Prêmio Nobel em Física publicou em revista brasileira

Artigo impresso em 1993 na Revista de Física Aplicada e Instrumentação da SBF tem um autor brasileiro e três estrangeiros, dos quais dois são nobelistas

wineland_postcardExiste uma grande discussão, em praticamente todas as sociedades científicas brasileiras, sobre a validade de publicar uma revista nacional para artigos científicos. Há quem diga que é difícil alavancar trabalhos de relevância e que mesmo os pesquisadores brasileiros tendem a optar por revistas estrangeiras na hora de divulgar seus resultados, tornando inócuo o esforço. Mas o Prêmio Nobel em Física deste ano mostra que não precisa ser assim.

David J. Wineland, vencedor deste ano junto com Serge Haroche, foi premiado pelo desenvolvimento de "métodos experimentais revolucionários que permitem a medição e manipulação de sistemas quânticos individuais", de acordo com a comissão da Academia Real de Ciências da Suécia, que concede o prêmio.
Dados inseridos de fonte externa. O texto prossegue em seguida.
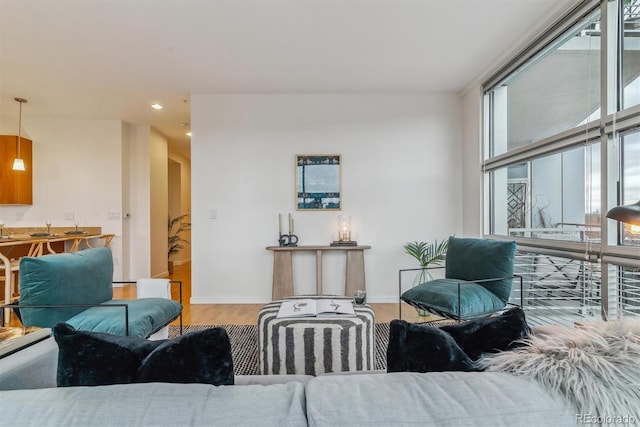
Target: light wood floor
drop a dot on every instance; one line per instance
(247, 314)
(238, 314)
E foi exatamente nesse tema que ele publicou um trabalho no Brasil, em 1993, na Revista de Física Aplicada e Instrumentação, da SBF.

Entre os autores do trabalho, intitulado "Construction and operation of a laser trap which captures sodium atoms from a vapor" (Construção e operação de uma armadilha a laser que captura átomos de sódio de um vapor), há outros pesquisadores notáveis: William Philips, que receberia seu Nobel quatro anos depois, Gregory Lafyatis, da Universidade Estadual de Ohio, nos EUA, e Vanderlei Salvador Bagnato, do Instituto de Física de São Carlos da Universidade de São Paulo (IFSC-USP).

A publicação é tida como histórica, segundo Euclydes Marega Jr., pesquisador do IFSC-USP e coordenador da Olimpíada Brasileira de Física. "Merece um destaque", enfatiza.

Não só porque é um trabalho relevante, diretamente ligado à linha de pesquisa que concedeu a Wineland o Nobel, mas porque reacende a discussão sobre a necessidade de reforçar o papel das revistas científicas brasileiras. "É curioso notar que a SBF terminou com essa revista por falta de interesse da comunidade", afirma Ronald Shellard, vice-presidente da SBF. "Toda vez que cancelamos uma publicação nessas condições, estamos fechando uma porta, que depois dificilmente será reaberta." Ou seja, em vez de histórias como essa, da publicação de um nobelista numa revista brasileira serem uma celebração da ciência nacional, elas acabam sendo alertas do legado que pode ser deixado.

A atual direção da SBF tem uma preocupação muito clara com isso. Além de ter dado início às discussões para internacionalizar, em parceria com o IOP, a Revista Brasileira de Ensino de Física, a sociedade está trabalhando com afinco para dar novo sentido ao Brazilian Journal of Physics, principal publicação científica da organização. Uma parceria com a editora Springer foi firmada, de modo a dar mais agilidade e alcance à revista. Mas está claro que a comunidade precisa abraçar o projeto. Sem ela, o novo BJF corre o mesmo risco da Revista de Física Aplicada e Instrumentação – se tornar página virada na história da ciência brasileira.